PIGB for Dummies

PIGB for Dummies

This article summarizes what the controversial Petroleum Industry Governance Bill (PIGB) is about


1. It means Petroleum Industry Governance Bill (to become PIGA when assented to by the president)


2. It is one of the 4 offshoots of PIB – the others are Petroleum Industry Fiscal Bill (to take care of taxes, royalties and other fiscal matters in the petroleum sector), Petroleum Industry Administration Bill (to address issues relating to oil licenses etc) and the Petroleum Host and Impacted Communities Bill (to address the issues of areas producing or impacted by oil producing activities)
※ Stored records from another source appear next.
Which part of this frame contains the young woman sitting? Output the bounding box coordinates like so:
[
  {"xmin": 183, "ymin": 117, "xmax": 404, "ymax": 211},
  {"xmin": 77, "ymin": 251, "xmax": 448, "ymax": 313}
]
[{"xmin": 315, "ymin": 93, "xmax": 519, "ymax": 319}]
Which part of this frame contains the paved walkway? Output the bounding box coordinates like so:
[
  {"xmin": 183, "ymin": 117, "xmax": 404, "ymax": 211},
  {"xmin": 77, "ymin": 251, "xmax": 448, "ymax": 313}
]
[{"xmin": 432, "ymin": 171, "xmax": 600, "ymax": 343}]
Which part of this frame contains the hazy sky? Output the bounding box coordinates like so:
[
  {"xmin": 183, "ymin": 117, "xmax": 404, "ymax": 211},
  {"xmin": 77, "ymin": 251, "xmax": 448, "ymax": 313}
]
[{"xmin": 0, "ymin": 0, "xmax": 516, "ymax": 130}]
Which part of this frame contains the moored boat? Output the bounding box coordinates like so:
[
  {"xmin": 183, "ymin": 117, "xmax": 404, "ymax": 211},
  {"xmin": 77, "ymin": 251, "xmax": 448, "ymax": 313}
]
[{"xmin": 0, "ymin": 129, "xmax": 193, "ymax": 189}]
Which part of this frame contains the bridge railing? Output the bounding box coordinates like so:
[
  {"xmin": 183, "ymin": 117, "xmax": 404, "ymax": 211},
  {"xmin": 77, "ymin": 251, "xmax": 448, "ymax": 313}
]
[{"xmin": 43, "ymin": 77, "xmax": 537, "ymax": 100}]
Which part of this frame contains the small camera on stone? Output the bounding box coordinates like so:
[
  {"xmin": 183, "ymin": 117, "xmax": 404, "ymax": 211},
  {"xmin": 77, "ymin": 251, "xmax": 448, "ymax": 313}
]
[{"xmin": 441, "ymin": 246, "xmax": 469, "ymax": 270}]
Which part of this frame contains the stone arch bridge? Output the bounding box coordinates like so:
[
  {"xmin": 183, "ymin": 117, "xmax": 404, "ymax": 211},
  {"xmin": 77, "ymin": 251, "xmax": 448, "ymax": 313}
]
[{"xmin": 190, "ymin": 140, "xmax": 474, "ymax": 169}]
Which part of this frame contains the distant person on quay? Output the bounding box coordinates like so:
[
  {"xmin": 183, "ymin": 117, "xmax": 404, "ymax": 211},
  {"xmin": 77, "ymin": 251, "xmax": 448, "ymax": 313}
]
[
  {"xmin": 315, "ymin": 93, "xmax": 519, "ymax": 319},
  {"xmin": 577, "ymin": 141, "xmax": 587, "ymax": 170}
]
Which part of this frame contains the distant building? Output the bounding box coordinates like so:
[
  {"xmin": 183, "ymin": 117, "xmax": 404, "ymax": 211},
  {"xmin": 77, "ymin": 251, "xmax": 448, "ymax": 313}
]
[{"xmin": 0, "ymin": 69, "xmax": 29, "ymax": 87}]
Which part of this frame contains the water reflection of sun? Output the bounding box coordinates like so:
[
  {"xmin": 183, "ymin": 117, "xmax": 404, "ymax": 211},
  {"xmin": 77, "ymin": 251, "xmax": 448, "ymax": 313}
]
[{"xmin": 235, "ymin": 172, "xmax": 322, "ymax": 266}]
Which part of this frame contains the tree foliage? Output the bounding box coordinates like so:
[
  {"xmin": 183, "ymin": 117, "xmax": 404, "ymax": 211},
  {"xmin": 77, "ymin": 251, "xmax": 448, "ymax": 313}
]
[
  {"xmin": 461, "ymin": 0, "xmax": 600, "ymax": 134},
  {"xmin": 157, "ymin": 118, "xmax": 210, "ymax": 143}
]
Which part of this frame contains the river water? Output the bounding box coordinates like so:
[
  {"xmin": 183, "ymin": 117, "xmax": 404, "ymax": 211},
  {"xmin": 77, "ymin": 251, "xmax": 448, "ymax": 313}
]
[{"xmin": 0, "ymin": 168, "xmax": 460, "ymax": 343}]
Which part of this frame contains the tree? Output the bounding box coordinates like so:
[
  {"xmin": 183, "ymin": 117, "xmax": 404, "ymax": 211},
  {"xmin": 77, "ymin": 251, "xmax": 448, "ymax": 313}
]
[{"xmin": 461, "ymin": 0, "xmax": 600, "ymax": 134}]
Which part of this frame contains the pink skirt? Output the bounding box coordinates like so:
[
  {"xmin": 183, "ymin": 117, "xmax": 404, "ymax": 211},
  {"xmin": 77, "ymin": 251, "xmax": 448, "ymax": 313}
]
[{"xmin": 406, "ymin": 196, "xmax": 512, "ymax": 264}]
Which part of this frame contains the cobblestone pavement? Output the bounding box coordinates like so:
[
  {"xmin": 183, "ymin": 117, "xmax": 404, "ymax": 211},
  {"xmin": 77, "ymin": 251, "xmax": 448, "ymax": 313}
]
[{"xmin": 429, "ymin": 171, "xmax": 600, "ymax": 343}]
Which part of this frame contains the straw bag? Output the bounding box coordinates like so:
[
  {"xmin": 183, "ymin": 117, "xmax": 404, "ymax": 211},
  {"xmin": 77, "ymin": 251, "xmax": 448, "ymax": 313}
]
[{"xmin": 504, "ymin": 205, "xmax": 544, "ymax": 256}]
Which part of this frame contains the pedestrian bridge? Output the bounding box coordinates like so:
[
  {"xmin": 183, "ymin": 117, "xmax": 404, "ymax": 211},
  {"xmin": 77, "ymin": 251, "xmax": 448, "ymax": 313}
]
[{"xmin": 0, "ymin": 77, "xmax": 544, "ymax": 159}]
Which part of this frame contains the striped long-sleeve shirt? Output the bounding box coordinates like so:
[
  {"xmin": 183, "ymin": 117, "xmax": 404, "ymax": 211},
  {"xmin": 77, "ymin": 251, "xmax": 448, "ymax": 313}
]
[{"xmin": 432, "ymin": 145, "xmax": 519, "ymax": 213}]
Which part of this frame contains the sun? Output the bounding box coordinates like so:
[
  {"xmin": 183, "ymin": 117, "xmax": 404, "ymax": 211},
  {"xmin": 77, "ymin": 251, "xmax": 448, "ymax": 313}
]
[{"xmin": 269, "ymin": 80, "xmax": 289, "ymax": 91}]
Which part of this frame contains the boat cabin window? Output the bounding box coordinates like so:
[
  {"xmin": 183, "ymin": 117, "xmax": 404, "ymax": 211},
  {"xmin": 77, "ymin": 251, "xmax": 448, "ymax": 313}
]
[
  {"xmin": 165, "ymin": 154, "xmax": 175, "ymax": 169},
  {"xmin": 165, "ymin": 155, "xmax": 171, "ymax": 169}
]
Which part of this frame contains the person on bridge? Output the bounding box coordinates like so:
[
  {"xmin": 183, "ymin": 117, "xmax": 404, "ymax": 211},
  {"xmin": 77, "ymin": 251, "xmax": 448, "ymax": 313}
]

3. PIGB sets the structure and institutional framework of the oil and gas industry. Sets out government regulatory and commercial participation in the industry.


4. It merges DPR, PPPRA, and the Petroleum Inspectorate to become one regulatory agency – the Petroleum Regulatory Commission (PRC). This will be the chief regulator and enforcer of the oil and gas industry policies and laws, doing what DPR, PPPRA and PI are doing now.


5. PRC shall be independent of Petroleum Minister and shall be run by a Board consisting of reps from Finance, Petroleum and Environment ministries as well as 8 other members nominated by president and approved by Senate.


6. At the moment, DPR is entirely answerable to the Petroleum Minister who has the right to hire or fire DPR boss. PRC will not allow that. Rep of Petroleum Ministry will only be one of the GC members – just a vote.


7. PIGB scraps NNPC and creates 2 new companies to replace it – the National Petroleum Asset Management Company (NAPAMC) and the Nigeria Petroleum Company (NPC)8. The 3rd successor to NNPC, Nigerian Petroleum Liability Management Company (NPLMC) shall be established to take over the current liabilities of NNPC and DPR. Once it settles these liabilities, it shall be liquidated.


9. NAPAMC shall run like a company (and subject to CAMA and SEC rules) with shares held by Petroleum Ministry (40%), Finance Ministry (40%) and BPE (20%), effectively still owned by government but not the typical government company. 10. NAPAMC shall take over NNPC assets in PSCs (deep offshore contracts with IOCs)


11. NPC shall run like a company (also subject to CAMA and SEC), with initial shareholding structure like that of NAPAMC, but within 10 years, it must divest 40% of its shares to the public through the NSE. In other words, by the 10th year of the passage of PIGB, the private investors will own up to 40% of NPC (one of the 2 replacements to NNPC).


12. NPC takes over the current JV assets of NNPC.


13. Current NNPC employees shall be transferred to NPC and NAPAMC


14. The fact that the 2 successor companies to NNPC will now be subject to CAMA and SEC rules will make them more transparent. The secrecy in its accounting will be over.